Konten Artikel

Hutang Barat Pada Islam

Pendidikan Agama Islam

Oleh: Admin, Tanggal: 04-Mei-2022, 13:25 WIB

Oleh Yendri Junaidi 

Tulisan ini bukan untuk mengkultuskan masa lalu. Bukan juga untuk memandang sebelah mata kemajuan yang dicapai peradaban lain. Tulisan ini sekedar mengungkap fakta sejarah yang sering atau sengaja diabaikan. Mengembalikan rasa percaya diri sebagian orang yang terlalu terkesima dengan apa yang ada pada orang lain dan lupa bahwa semua itu berasal dari Islam.

Peradaban Barat terlahir dari rahim peradaban Islam. Ini fakta yang enggan diakui oleh Barat kecuali segelintir kalangan pemikir yang mau objektif seperti Montgomery Watt, Sigrid Hunke, Max Vintéjoux, Thomas Schuetz, Fuat Sezgin dan beberapa lainnya.

Penulis buku "The Miracle of Arab" menangkap ada pengabaian yang disengaja (sebagian membahasakannya dengan ‘konspirasi diam’) terhadap peran dan pengaruh Islam terhadap peradaban Barat. Seolah-olah kemajuan yang dicapai Barat saat ini merupakan perpanjangan langsung dari peradaban Yunani dan Romawi kuno. 
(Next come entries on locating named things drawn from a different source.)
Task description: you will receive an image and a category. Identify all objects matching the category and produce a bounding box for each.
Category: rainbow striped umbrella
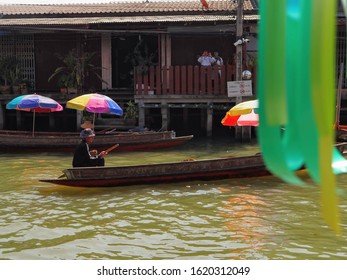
[6,93,63,136]
[66,93,123,130]
[66,93,123,116]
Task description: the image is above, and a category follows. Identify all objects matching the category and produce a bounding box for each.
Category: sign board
[227,80,252,97]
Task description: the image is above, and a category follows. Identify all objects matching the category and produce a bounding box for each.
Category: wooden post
[206,103,213,137]
[161,102,169,130]
[138,101,146,128]
[235,0,251,140]
[0,101,5,129]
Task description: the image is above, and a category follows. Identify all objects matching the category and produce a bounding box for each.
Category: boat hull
[40,155,270,187]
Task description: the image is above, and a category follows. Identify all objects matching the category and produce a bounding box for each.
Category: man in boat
[72,128,107,167]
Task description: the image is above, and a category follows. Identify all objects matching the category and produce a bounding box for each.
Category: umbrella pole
[93,113,95,130]
[33,110,35,137]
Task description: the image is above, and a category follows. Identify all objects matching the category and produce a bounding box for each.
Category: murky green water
[0,139,347,260]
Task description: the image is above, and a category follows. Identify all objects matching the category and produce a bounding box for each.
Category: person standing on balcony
[198,50,216,91]
[213,51,223,78]
[198,51,216,67]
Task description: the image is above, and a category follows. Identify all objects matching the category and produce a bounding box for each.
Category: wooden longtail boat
[40,155,270,187]
[0,130,193,152]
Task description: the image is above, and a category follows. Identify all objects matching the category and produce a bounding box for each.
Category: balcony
[134,65,255,99]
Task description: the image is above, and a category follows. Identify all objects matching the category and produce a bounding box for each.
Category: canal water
[0,139,347,260]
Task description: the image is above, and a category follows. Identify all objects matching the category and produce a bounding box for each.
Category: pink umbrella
[6,93,63,136]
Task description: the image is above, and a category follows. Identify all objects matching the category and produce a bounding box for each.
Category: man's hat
[80,128,95,139]
[81,121,93,128]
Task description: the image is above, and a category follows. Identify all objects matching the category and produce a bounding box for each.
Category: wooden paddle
[99,144,119,155]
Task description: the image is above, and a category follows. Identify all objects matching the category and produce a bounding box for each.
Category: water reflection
[0,138,347,259]
[219,186,269,259]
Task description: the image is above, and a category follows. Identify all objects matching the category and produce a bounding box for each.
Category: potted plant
[123,100,139,125]
[48,49,106,93]
[0,56,20,94]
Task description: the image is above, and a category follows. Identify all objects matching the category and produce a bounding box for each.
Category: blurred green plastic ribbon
[257,0,347,232]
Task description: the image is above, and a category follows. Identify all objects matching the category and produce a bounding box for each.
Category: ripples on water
[0,138,347,260]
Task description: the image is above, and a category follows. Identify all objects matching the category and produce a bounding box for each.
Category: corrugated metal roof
[0,15,258,26]
[0,0,258,18]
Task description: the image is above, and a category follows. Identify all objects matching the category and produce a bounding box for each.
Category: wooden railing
[134,65,246,96]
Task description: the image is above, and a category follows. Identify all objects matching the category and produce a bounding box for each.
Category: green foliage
[0,56,21,86]
[48,49,106,92]
[123,100,139,120]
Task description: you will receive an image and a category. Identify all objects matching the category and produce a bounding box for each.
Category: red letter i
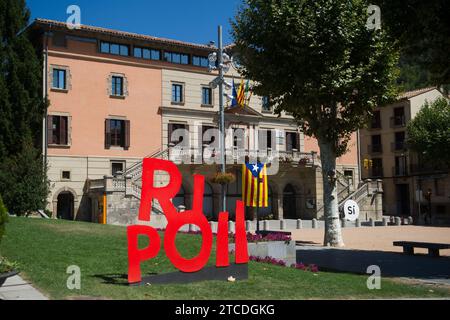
[216,212,230,268]
[235,201,248,264]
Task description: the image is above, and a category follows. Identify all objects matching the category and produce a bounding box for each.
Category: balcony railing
[371,167,384,178]
[391,116,406,128]
[369,144,383,154]
[164,147,318,166]
[392,166,408,177]
[409,163,450,174]
[391,141,408,152]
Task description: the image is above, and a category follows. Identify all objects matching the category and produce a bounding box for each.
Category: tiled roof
[35,18,215,50]
[400,87,437,99]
Kalaupun ada yang mengakui peran kaum muslimin, itu tak lebih sekedar perantara saja. Perlu diketahui, Barat bisa menikmati pemikiran-pemikiran Socrates, Plato, Aristotle dan para filosof Yunani lainnya adalah berkat karya-karya ilmuwan Muslim seperti al-Farabi, Ibnu Sina dan Ibnu Rusyd. Merekalah yang berjasa mengenalkan tokoh-tokoh Yunani kuno itu pada dunia, termasuk pada Barat sendiri.

Tokoh yang paling berjasa mentransfer ilmu-ilmu Islam ke Barat adalah Friedrich II ; Kaisar Romawi dan Raja Sisilia pada abad 12 masehi. Ia sangat tertarik pada semua yang bernuansa Islam. Sampai-sampai ia memiliki satu kompi pasukan khusus yang semuanya kaum muslimin. Ia bahkan lebih lancar berbahasa Arab daripada bahasa Jerman, bahasa ibunya.

Ia mendirikan Universitas Napoli yang dinilai sebagai Universitas pertama di Eropa. Hampir semua ilmu keislaman diajarkan disini. Mulai dari kedokteran, farmasi, astronomi, bahkan sastra, seni, tataboga, design busana, sampai cara memotong rambut. Semua diadopsi dari karya-karya ilmuwan muslim. Tidak heran kalau ada yang mengatakan bahwa Universitas Napoli itu sesungguhnya adalah Universitas Islam.

Kevin Reilly dalam bukunya “A Topical History of Civilization” mengatakan bahwa Friedrich II adalah tokoh Eropa pertama yang sangat terpengaruh oleh Islam. Di istananya ia menjamu para ilmuwan muslim yang merupakan orang dekat Sultan Shalahuddin al-Ayyubi. 

Karena kesukaannya pada Islam, ia dimusuhi oleh Gereja. Bahkan dua kali mereka menjatuhkan hukum ekskomunikasi pada sang Raja. Apalagi ketika ia menolak desakan Gereja untuk melancarkan perang Salib ke wilayah muslim.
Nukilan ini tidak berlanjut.